Naish, aynı podcast yayınında tarif edilen canavarların, dinozorların belli modifikasyonlara uğramış halleri olabileceğinin üzerinde duruyor. Ama bu gibi varsayımlara gidilmeden önce, canavar görüntüleri manipüle edilebilir olduğu için, görüntülerin incelenmesi gerekliliğini savunuyor. Başka bir konuşmasında, kriptozoolojiyle spekülatif zoolojinin ayrımına iyi varılması gerektiğinden bahsediyor. Bu argümanı sunarken, kriptozoolojinin babası olarak anılan Bernard Heuvalmans’ın “On the Track of Unknown Animals” kitabında yer alan yaratık (cryptid) çizimlerindeki hibrid canlılara dikkat çekiyor. Heuvalmans’ın çizimlerinde yer alan yaratıkların gerçeği göstermediğini ve spekülatif zoolojiden öteye geçemediğini, çizimlerdeki hibrid canlıların uygun bir evrim sürecine dahil olmadıklarına değinerek söylüyor. Oysa, Naish’e göre, yaratıklar (cryptid) hibrid olmalarından ziyade, var olmuş ve soyu tükendiği düşünülen canlılar olma ihtimali taşıyor. Kendisi aynı zamanda Patterson görüntüsü olarak adlandırılan kocaayak videosunu yanlışlayan kişi.

Bestami mi, Nessie mi?

İskoçya’da bulunan Loch Ness Canavarı iddialarına dair 1930’lardan günümüze birçok araştırma yapılmış. Tarihte Loch Ness Canavarı’nın izi takip edilmiş, gölün jeomorfolojik oluşumuyla canavarın o bölgeye nasıl yerleşmiş olabileceğine dair tahminler çıkarılmaya çalışılmış. Darren Naish gibi birçok kriptozoolog canavar ve görüntülerini doğrulamak için çalışmış. Loch Ness’in %60’ını oluşturan bir kısmı, “Deep Scan” adlı araştırmada eş zamanlı çalışan sonarlarla taranmış. Hatta Neil Gemmel isimli bilim insanı, sudaki DNA kalıntılarının takibiyle yapılan çevresel DNA (environmental DNA) yöntemiyle biyolojik olarak Nessie’nin yokluğunu hala ispat etmeye çalışmakta. Bunun karşılığında, Türkiye’de Van Gölü Canavarı’na dair kapsamlı araştırmalar bulunmuyor. Van Gölü hakkında oluşturulan bir araştırma komisyonunun gündemine Bestami’nin de girdiği Meclis Haber sitesinde aktarılıyor. Ancak hazırlanmış olması gereken rapor hakkında bilgiye ulaşamadım.

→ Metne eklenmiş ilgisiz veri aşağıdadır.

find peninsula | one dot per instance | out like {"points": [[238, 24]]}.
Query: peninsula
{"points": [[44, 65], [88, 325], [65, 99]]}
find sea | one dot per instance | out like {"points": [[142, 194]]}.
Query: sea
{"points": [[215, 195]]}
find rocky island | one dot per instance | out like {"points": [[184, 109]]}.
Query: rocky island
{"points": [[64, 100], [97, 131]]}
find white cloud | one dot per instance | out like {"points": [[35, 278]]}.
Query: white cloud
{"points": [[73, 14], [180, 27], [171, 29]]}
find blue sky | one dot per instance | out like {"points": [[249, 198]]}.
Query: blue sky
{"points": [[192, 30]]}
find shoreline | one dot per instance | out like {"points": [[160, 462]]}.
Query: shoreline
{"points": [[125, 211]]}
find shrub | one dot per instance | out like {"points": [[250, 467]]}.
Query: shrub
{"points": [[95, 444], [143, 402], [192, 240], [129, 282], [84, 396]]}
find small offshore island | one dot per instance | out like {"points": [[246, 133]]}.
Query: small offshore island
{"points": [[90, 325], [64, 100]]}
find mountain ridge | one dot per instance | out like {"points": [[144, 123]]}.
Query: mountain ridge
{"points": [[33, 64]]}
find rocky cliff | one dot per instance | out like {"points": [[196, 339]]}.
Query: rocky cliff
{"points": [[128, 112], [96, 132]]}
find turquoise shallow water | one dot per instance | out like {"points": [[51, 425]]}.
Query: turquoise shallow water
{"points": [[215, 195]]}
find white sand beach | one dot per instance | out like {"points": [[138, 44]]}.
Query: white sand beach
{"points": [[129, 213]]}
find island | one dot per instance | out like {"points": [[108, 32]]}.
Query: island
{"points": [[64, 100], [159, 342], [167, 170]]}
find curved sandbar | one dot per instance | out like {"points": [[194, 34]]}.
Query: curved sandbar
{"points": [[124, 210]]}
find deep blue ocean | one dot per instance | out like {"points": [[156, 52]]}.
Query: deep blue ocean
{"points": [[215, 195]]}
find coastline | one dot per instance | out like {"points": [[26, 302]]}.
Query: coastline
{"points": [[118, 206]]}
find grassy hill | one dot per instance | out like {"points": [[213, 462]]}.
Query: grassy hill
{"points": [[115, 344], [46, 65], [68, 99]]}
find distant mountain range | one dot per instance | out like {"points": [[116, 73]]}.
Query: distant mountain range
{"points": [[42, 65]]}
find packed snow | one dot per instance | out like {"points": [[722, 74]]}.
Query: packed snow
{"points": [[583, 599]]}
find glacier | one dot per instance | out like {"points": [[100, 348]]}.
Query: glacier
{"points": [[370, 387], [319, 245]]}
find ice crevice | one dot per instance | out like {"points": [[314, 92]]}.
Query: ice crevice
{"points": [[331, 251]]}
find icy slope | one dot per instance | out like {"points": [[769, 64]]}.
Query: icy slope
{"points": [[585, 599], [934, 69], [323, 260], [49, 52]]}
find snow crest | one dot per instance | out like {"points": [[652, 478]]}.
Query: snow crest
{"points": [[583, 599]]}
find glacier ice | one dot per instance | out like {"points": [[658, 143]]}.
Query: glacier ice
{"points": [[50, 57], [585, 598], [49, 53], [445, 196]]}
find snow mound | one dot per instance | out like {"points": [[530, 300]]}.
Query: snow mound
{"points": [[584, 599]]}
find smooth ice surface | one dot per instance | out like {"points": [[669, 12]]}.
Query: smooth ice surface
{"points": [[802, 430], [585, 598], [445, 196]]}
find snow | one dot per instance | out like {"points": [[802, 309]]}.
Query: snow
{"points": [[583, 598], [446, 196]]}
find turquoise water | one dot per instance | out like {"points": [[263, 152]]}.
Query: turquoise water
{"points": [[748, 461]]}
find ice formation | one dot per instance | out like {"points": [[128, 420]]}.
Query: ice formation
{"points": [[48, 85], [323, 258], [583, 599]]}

Sonuç olarak, haberi her çıktığında insanlara yaşadığından gayet emin bir şekilde bahsedilen Bestami’nin, sözlü anlatılar aracılığıyla da geçmişten bugüne yeniden üretildiğini söylemek mümkün. Tabi ki, insanlık olarak dünyaya ve evrene dair bilgilerimiz kısıtlı. Elimizde canavara dair var olmayan bilgilerle canavarın bulunma ihtimalinin çok az olduğu söylenebilir. Zira aslında neye benzediğini tarif edebilen biri bile bulunmuyor. Buna ek olarak, Van Gölü’nün fiziksel imkansızlıkları göz önünde bulundurulduğunda, Van Gölü Canavarı’nın bir şehir efsanesi olarak kalacağına dair yeterli delil bulunuyor.